1. The leaked 10/300 "offer" with 100 mil deferred for 30 years that was off the table before he even tested free agency.
2. The Lerner radio spot that planted animosity.
3. The Scherzer quote, the Boswell article about what a crappy teammate he supposedly was, and FP talking about how "everyone I've talked to can't believe he turned down the Nats geeenerous offer".
It helped that it stretched this far into February, but everyone just got tired of it and the Nats made it really easy for their fans to hate him. But it just feels to me like a cover for the fact that they were never going to pay one of the most interesting and dynamic players in baseball.
He probably wanted to stay, but it doesn't really seem like he was ever given that chance and that sucks.
Come on. He had plenty of chances to stay and if he valued staying more than anything he would have worked it out. Since Day 1 he's had his eyes on a big free agent payday, sure he probably would have liked a legacy of staying with us forever but we coddled him every second of his Nats tenure and gave him literally everything he wanted every step of the way. Loyalty is a two-way street and the team, and fans, have done nothing but worship his existence since 2009.
And I call BS on "100 million" deferred. Don't believe everything reported around stuff like this. Both sides have had huge information campaigns to make the other look bad. You don't think Scott is telling reporters that Bryce "never wanted an opt-out"? Of course the team fed Boswell stuff but that's the business. Boras and Bryce have to go out here and try to win the PR battle and telling reporters that Bryce wanted to commit forever gets him an easy narrative change immediately. I would bet the Phillies just didn't want an opt-out and Bryce had to settle for this deal.

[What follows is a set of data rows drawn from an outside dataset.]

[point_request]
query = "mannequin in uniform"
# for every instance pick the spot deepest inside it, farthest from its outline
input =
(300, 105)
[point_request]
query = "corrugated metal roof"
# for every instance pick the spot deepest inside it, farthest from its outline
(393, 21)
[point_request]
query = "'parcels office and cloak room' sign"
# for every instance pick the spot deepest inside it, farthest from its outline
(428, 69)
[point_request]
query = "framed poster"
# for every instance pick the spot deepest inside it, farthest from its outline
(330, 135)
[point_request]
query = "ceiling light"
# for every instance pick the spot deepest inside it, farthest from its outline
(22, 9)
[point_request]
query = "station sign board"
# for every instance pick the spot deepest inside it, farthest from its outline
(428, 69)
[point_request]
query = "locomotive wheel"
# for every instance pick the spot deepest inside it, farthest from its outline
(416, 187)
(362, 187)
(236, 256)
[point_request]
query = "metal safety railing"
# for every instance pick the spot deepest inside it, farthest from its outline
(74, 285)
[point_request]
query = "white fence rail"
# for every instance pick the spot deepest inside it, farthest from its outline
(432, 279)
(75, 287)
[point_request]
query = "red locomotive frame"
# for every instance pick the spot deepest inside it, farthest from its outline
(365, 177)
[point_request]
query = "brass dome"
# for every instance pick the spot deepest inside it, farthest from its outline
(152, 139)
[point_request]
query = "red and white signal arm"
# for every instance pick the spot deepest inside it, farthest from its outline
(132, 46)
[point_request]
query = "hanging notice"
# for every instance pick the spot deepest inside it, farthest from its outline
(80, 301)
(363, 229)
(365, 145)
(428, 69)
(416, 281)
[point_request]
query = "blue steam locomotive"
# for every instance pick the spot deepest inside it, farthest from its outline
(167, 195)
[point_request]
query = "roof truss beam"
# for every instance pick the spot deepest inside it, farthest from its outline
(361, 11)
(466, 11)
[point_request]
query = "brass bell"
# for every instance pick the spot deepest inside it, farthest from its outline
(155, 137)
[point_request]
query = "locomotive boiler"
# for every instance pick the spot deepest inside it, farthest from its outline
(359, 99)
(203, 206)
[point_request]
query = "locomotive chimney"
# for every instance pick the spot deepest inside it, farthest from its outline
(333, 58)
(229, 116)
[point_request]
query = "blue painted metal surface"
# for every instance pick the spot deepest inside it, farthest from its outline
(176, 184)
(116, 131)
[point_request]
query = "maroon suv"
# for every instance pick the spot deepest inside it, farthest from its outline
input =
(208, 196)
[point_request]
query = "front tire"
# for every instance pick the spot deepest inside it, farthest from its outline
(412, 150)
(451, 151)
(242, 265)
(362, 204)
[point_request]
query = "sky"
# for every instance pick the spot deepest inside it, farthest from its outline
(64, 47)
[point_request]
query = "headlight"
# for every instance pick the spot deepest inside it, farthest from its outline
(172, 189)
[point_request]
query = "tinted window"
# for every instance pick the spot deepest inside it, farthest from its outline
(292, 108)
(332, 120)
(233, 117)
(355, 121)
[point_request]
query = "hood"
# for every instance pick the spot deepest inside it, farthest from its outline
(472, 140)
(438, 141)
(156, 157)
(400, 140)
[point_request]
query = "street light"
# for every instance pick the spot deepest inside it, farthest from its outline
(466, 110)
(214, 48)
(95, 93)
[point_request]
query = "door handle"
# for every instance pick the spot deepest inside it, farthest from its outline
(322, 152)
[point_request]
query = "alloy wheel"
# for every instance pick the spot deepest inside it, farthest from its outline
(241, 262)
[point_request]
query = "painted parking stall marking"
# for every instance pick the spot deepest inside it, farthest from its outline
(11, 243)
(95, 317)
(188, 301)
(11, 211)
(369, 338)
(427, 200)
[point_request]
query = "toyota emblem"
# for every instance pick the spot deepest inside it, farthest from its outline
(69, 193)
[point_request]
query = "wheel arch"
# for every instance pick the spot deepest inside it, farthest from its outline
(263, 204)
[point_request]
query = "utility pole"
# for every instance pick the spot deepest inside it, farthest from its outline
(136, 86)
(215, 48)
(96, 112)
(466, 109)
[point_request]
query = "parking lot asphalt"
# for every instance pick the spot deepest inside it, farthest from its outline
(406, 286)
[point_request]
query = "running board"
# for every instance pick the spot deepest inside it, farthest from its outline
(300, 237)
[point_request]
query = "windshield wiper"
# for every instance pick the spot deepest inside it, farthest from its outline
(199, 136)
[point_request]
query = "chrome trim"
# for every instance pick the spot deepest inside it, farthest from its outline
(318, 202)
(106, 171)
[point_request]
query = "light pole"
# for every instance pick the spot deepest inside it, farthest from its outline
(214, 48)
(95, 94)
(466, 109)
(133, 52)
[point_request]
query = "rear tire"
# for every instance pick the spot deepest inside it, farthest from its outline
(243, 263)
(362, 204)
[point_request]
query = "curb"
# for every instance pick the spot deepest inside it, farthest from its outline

Also, there were 28 other teams that didn't want to spend $300 million on Bryce Harper. The Dodgers wanted a short-term. The Giants probably flirted with it but only at the end, and I suspect they were not a real contender. The Phillies had to sign him as soon as they talked a big game and everyone knew it. 28 other teams decided not to pay him, either, you know, and we knew him best and STILL decided he wasn't worth it.